Rotator Cuff Tear

What is the rotator cuff?

The rotator cuff muscles attach to the humeral head, which is the ball of the shoulder joint. These muscles provide strength for lifting the arm and rotating the shoulder. They also provide stability to the shoulder by holding the ball in the socket. The four muscles of the rotator cuff are the subscapularis, supraspinatus, infraspinatus and teres minor.

What is a rotator cuff tear?

A rotator cuff tear occurs when a portion of these tendons are torn off of the humeral head.

How do rotator cuff tears occur?

Most rotator cuff tears occur as a gradual process of wearing out. This is similar to how your jean pants or car tires would develop a tear if used for a long time. In fact, 60% of people over the age of 60 years old have a rotator cuff tear, which demonstrates that for many people this is just part of aging.

Other rotator cuff tears occur as a result of an injury. These are called “traumatic rotator cuff tears”. These can be caused by injuries such as a fall or a motor vehicle collision. Patients who have had a traumatic rotator cuff tear usually describe that their shoulder felt entirely normal before the specific injury occurred.

Do all rotator cuff tears need to fixed surgically?

No! The majority of rotator cuff tears can be effectively treated non-operatively using a combination of physical therapy, anti-inflammatory medications and cortisone injections. Research studies have shown that 75% of patients who have a rotator cuff tear are successfully treated without surgery.

What type of physical therapy is used for rotator cuff tears?

There are two main components to the physical therapy. First, the shoulder is stretched to eliminate stiffness, break up scar tissue and allow the shoulder to move easily.

The second phase of therapy is to strengthen the shoulder. There are many muscles that provide strength to the shoulder. By exercising these other muscles we can compensate for a rotator cuff tear. This is an exercise program that is helpful for rotator cuff tears.

It is important to note that in order for therapy to be successful the patient has to work at the exercises on a daily basis.

What medications do you recommend for rotator cuff tears?

Anti-inflammatory medications such as Ibuprofen, Naproxen, etc. can be helpful for the discomfort associated with rotator cuff pain. Tylenol can also be used. We do not recommend the use of narcotic pain medications for this problem. If an individual is having severe pain that requires narcotics other treatments may be considered.

When is surgery considered for treatment?
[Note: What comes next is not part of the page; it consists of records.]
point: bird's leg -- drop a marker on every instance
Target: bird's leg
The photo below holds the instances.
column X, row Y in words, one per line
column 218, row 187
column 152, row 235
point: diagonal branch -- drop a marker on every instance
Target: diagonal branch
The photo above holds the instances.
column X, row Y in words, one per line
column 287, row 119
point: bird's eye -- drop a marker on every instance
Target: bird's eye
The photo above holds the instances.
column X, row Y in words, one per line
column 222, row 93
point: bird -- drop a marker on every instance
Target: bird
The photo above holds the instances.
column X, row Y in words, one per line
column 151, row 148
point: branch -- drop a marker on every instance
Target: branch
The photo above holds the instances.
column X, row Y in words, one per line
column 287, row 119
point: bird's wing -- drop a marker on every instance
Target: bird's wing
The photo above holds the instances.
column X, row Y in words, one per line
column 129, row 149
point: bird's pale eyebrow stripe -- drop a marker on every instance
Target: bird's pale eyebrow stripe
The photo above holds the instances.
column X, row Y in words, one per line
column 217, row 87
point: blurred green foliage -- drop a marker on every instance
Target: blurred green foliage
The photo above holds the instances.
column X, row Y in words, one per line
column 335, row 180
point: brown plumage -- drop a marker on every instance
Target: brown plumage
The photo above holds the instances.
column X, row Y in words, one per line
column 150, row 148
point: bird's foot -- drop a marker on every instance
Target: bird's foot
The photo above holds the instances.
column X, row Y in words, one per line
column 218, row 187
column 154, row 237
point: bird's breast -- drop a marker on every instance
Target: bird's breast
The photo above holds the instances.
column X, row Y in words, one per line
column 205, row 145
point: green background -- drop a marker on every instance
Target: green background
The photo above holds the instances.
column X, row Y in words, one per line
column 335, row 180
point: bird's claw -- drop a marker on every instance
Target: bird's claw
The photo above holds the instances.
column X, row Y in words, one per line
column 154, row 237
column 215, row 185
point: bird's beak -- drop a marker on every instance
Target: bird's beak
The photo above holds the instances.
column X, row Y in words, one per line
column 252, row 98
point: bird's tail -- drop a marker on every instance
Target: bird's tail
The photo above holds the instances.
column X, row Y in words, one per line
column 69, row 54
If a patient has not improved after 12 weeks of non-operative treatment then a rotator cuff repair surgery might be considered.

How is a rotator cuff repair performed?

Most often this surgery is done arthroscopically. This is a minimally invasive technique. Several small incisions are made to place a camera and instruments into the shoulder. The rotator cuff tendons are then re-attached to the humeral head.

What is the recovery process following surgery?

Recuperation after a rotator cuff repair is lengthy, however the surgery typically provides very good results. In general, the first six weeks after surgery the patient is wearing a shoulder sling at all times and performing very light shoulder stretches. Between six weeks to twelve weeks after surgery the patients is still wearing a sling but is doing regular physical therapy to regain a full range of shoulder motion by stretching. After three months the patient is no longer wearing a sling and may begin strengthening the shoulder. Most patients are feeling very good by six months and will continue to improve for up to a year to eighteen months.